Now I argue: Since the $n$-sphere is Hausdorff (was already proven in the book that it is a manifold), there are open disjoint sets $X', Y'\subset \mathbb{S}^n$ around $x', y'$. From the above claim also the sets $X''=\{z\in \mathbb{R}^{n+1}\backslash \{0\} : \exists w\in X': z\in [w]\}, Y''=\{z\in \mathbb{R}^{n+1}\backslash \{0\} : \exists w\in Y': z\in [w]\}$ are open in $\mathbb{R}^{n+1}\backslash\{0\}$. Then we intuitively construct $X,Y$ from $X'',Y''$.

Edit: Much appreciation to everyone for the help!

Answer 1

Your first claim is correct: linear extension of an open subset of $\mathbb{S}^n$ to $\mathbb{R}^{n+1}\backslash\{0\}$ is open. Why? You first consider the quotient map:

$$\pi:\mathbb{R}^{n+1}\backslash\{0\}\to\mathbb{S}^n$$ $$\pi(v)= \frac{1}{\lVert v\rVert}v$$

and then given an open subset $U\subseteq\mathbb{S}^n$ your set is nothing else than $\pi^{-1}(U)\cup\pi^{-1}(-U)$.

And this observation also shows that your last claim is false. Your sets $X''$ and $Y''$ are indeed open, but they don't have to be disjoint anymore. This happens whenever there is $x$ such that $x\in X'$ and $-x\in Y'$.

So how to fix that?
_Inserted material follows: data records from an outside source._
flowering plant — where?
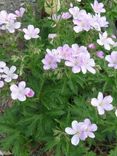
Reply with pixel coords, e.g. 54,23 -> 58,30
0,0 -> 117,156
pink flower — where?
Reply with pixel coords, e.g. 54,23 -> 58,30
105,51 -> 117,69
97,31 -> 115,50
10,81 -> 33,101
91,14 -> 109,31
0,80 -> 4,88
2,66 -> 18,82
69,7 -> 80,19
65,53 -> 96,74
88,43 -> 96,49
1,21 -> 21,33
0,10 -> 16,25
73,11 -> 92,33
61,12 -> 71,19
42,49 -> 60,70
15,7 -> 25,17
0,61 -> 6,73
23,25 -> 40,40
96,51 -> 104,59
57,44 -> 72,60
84,119 -> 97,138
65,119 -> 97,146
26,89 -> 35,97
91,0 -> 106,13
65,120 -> 87,146
91,92 -> 113,115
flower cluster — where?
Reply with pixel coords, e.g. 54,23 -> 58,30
0,61 -> 34,101
0,7 -> 40,40
91,92 -> 113,115
0,61 -> 18,88
69,0 -> 108,33
42,44 -> 96,74
65,119 -> 97,146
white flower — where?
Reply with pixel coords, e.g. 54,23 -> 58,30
65,120 -> 87,146
48,33 -> 57,40
97,31 -> 115,50
91,0 -> 106,13
0,80 -> 4,88
1,21 -> 21,33
2,66 -> 18,82
15,7 -> 25,17
91,92 -> 113,115
23,25 -> 40,40
10,81 -> 31,101
0,61 -> 6,73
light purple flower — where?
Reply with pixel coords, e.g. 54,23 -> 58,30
23,25 -> 40,40
97,31 -> 115,50
48,33 -> 57,40
72,44 -> 89,57
57,44 -> 72,60
1,20 -> 21,33
88,43 -> 96,49
0,80 -> 4,88
91,0 -> 106,13
65,119 -> 97,146
61,12 -> 71,19
73,11 -> 92,33
91,14 -> 109,31
91,92 -> 113,115
65,120 -> 87,146
42,49 -> 60,70
84,119 -> 97,138
15,7 -> 25,17
26,89 -> 35,97
96,51 -> 104,59
2,66 -> 18,82
65,53 -> 96,74
0,61 -> 6,73
105,51 -> 117,69
10,81 -> 32,101
69,7 -> 80,19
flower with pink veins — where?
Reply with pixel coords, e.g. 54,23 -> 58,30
73,12 -> 92,33
0,61 -> 6,73
97,31 -> 115,50
57,44 -> 72,60
23,25 -> 40,40
0,80 -> 4,88
105,51 -> 117,69
2,66 -> 18,82
91,92 -> 113,115
15,7 -> 25,17
69,6 -> 80,19
91,14 -> 109,31
65,53 -> 96,74
91,0 -> 106,14
72,43 -> 88,57
61,12 -> 71,19
42,49 -> 60,70
1,20 -> 21,33
0,10 -> 16,25
96,51 -> 104,59
83,119 -> 97,138
10,81 -> 34,101
65,120 -> 87,146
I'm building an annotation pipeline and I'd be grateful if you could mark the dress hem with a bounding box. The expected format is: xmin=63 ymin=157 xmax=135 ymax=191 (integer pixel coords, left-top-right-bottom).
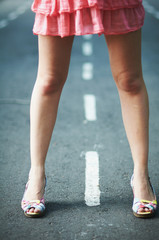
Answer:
xmin=33 ymin=24 xmax=143 ymax=38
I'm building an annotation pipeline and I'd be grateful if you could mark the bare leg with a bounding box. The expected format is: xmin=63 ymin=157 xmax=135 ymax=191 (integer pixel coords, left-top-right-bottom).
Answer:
xmin=25 ymin=36 xmax=73 ymax=212
xmin=105 ymin=30 xmax=154 ymax=211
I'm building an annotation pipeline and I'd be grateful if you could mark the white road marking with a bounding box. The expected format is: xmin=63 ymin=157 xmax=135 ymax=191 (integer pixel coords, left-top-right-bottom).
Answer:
xmin=82 ymin=62 xmax=93 ymax=80
xmin=83 ymin=34 xmax=92 ymax=40
xmin=85 ymin=151 xmax=100 ymax=207
xmin=143 ymin=1 xmax=159 ymax=19
xmin=84 ymin=94 xmax=97 ymax=121
xmin=0 ymin=3 xmax=30 ymax=29
xmin=82 ymin=42 xmax=93 ymax=56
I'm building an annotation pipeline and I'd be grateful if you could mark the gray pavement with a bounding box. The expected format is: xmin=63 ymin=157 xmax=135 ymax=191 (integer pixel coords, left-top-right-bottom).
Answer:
xmin=0 ymin=0 xmax=159 ymax=240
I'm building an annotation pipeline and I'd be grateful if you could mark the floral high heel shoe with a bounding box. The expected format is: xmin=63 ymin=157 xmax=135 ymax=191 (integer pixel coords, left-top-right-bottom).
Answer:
xmin=21 ymin=177 xmax=46 ymax=218
xmin=130 ymin=174 xmax=157 ymax=218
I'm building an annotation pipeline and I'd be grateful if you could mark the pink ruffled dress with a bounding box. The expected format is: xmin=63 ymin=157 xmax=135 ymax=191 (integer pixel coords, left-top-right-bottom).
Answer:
xmin=31 ymin=0 xmax=145 ymax=37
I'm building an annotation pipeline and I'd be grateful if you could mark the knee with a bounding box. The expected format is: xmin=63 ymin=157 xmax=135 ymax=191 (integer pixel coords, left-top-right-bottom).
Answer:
xmin=115 ymin=72 xmax=143 ymax=94
xmin=37 ymin=74 xmax=65 ymax=95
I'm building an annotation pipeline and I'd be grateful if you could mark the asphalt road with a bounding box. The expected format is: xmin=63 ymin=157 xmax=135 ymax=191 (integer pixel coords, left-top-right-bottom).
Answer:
xmin=0 ymin=0 xmax=159 ymax=240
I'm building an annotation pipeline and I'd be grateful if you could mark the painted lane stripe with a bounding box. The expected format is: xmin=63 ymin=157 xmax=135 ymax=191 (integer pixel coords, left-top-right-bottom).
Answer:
xmin=85 ymin=151 xmax=100 ymax=207
xmin=82 ymin=62 xmax=93 ymax=80
xmin=82 ymin=42 xmax=93 ymax=56
xmin=82 ymin=34 xmax=92 ymax=40
xmin=143 ymin=1 xmax=159 ymax=19
xmin=84 ymin=94 xmax=97 ymax=121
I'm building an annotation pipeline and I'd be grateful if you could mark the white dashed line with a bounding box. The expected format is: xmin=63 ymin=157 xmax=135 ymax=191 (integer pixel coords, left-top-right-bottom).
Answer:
xmin=84 ymin=94 xmax=97 ymax=121
xmin=143 ymin=1 xmax=159 ymax=19
xmin=85 ymin=151 xmax=100 ymax=207
xmin=82 ymin=42 xmax=93 ymax=56
xmin=82 ymin=62 xmax=93 ymax=80
xmin=83 ymin=34 xmax=92 ymax=40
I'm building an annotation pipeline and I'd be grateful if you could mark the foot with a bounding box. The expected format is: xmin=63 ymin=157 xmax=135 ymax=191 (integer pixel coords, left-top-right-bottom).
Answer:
xmin=133 ymin=171 xmax=156 ymax=213
xmin=24 ymin=170 xmax=46 ymax=213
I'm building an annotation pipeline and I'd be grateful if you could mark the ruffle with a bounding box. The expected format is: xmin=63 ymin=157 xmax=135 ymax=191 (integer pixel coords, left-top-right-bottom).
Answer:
xmin=31 ymin=0 xmax=142 ymax=15
xmin=33 ymin=4 xmax=145 ymax=37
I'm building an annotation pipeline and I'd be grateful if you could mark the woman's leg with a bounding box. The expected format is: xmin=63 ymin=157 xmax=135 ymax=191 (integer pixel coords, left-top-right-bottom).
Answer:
xmin=105 ymin=30 xmax=154 ymax=211
xmin=25 ymin=35 xmax=73 ymax=212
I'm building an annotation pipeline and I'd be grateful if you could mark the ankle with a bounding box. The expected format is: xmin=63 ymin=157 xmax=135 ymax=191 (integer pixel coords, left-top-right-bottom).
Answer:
xmin=29 ymin=166 xmax=45 ymax=178
xmin=134 ymin=166 xmax=149 ymax=177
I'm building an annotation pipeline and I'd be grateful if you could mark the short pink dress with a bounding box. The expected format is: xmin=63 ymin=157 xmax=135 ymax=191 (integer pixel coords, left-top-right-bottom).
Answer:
xmin=31 ymin=0 xmax=145 ymax=37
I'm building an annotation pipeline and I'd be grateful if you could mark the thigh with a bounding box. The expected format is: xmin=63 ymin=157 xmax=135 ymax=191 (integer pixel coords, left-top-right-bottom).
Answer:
xmin=38 ymin=35 xmax=74 ymax=79
xmin=105 ymin=30 xmax=142 ymax=81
Well, since $[x]\neq[y]$ then this means that $x\neq y$ and $-x\neq y$. The same for $y$. And so we can find small enough neighbourhoods $X'$ of $x$ and $Y'$ of $y$ (in $\mathbb{S}^n$) such that $(X'\cup -X')\cap (Y'\cup -Y')=\emptyset$. And then there rest of your argument stays the same.
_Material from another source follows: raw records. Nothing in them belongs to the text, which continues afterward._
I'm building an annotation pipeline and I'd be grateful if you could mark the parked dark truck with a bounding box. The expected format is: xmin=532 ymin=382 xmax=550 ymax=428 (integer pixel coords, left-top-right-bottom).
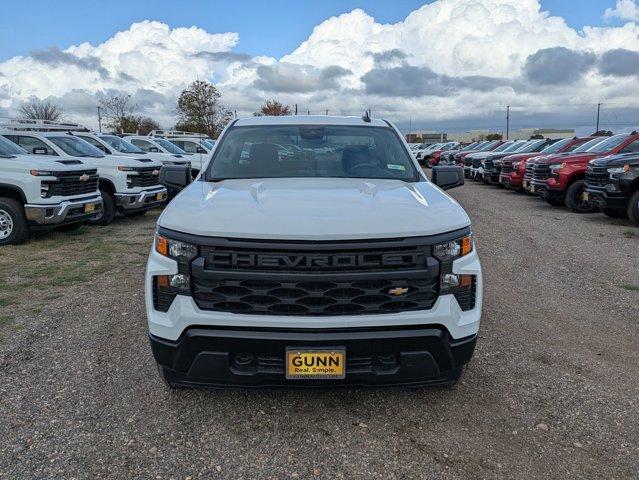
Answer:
xmin=531 ymin=132 xmax=639 ymax=213
xmin=484 ymin=138 xmax=557 ymax=185
xmin=584 ymin=153 xmax=639 ymax=226
xmin=499 ymin=137 xmax=593 ymax=191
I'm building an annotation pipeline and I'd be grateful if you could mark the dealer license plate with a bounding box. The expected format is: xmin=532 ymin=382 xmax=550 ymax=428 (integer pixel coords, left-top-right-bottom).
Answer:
xmin=286 ymin=347 xmax=346 ymax=380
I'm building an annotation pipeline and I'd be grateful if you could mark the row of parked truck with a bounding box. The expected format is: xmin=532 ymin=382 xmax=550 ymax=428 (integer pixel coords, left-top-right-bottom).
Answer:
xmin=430 ymin=132 xmax=639 ymax=225
xmin=0 ymin=119 xmax=214 ymax=246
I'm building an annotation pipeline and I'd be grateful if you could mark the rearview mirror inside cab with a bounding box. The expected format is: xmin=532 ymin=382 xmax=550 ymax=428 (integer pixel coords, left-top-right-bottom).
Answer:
xmin=431 ymin=166 xmax=464 ymax=190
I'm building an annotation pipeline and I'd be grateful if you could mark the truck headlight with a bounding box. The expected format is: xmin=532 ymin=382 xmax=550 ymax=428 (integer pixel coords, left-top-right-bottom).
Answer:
xmin=433 ymin=235 xmax=476 ymax=311
xmin=153 ymin=233 xmax=199 ymax=312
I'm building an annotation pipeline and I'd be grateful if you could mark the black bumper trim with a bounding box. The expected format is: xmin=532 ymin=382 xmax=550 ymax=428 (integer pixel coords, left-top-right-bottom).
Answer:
xmin=149 ymin=326 xmax=477 ymax=388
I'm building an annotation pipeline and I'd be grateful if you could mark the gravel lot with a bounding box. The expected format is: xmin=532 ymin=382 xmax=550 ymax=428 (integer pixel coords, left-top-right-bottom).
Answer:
xmin=0 ymin=183 xmax=639 ymax=479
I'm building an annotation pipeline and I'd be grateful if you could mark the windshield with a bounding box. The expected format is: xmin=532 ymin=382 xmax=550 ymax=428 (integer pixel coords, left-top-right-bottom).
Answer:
xmin=153 ymin=138 xmax=187 ymax=155
xmin=0 ymin=137 xmax=27 ymax=156
xmin=49 ymin=136 xmax=104 ymax=157
xmin=539 ymin=138 xmax=573 ymax=154
xmin=207 ymin=125 xmax=419 ymax=181
xmin=100 ymin=135 xmax=145 ymax=154
xmin=588 ymin=135 xmax=628 ymax=153
xmin=573 ymin=137 xmax=609 ymax=153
However this might not be immediate and the devil is in the tedious details. There is another, arguably simpler way to do that, thanks to the following:

Lemma. Let $X$ be a Hausdorff space and $\sim\subseteq X\times X$ an equivalence relation. Then $X/\sim$ is Hausdorff if and only if $\sim$ is a closed subset of $X\times X$.

For proof see this.

So how do we apply this? Let $X=\mathbb{R}^{n+1}\backslash\{0\}$. Then our $\sim$ is defined as:

$$\sim=\{(x,y)\in X\times X\ |\ y=\lambda\cdot x\text{ for some }\lambda\in\mathbb{R}\backslash\{0\}\}$$

So why it is closed? Take a sequence $(x_n,y_n)\in \sim$ convergent to some $(x,y)\in X\times X$. Then $y_n=\lambda_n\cdot x_n$. We know that $y_n\to y$. Furthermore at least one coordinate of $y$ is nonzero, say $j$th. Then $y_{j,n}\to y_j$, i.e. $\lambda_n\cdot x_{j,n}\to y_j$. Since $y_j\neq 0$ and $\lambda_n\neq 0$ then $x_{n,j}$ eventually has to be nonzero. Therefore we can multiply by the convergent sequence $x_{j,n}^{-1}$ (note that it is convergent because $x_{j,n}$ converges to nonzero limit) to get $\lambda_n\to (\lim x_{j, n}^{-1})\cdot y_j$. Write down $\lambda$ for $\lim_n x_{j,n}^{-1}\cdot y_j$.

What we showed is that $\lambda_n\to \lambda$ and thus $(x,y)=(x,\lambda\cdot x)$ by continuity of multiplication. Which finally means that $(x,y)\in\sim$ and so $\sim$ is closed.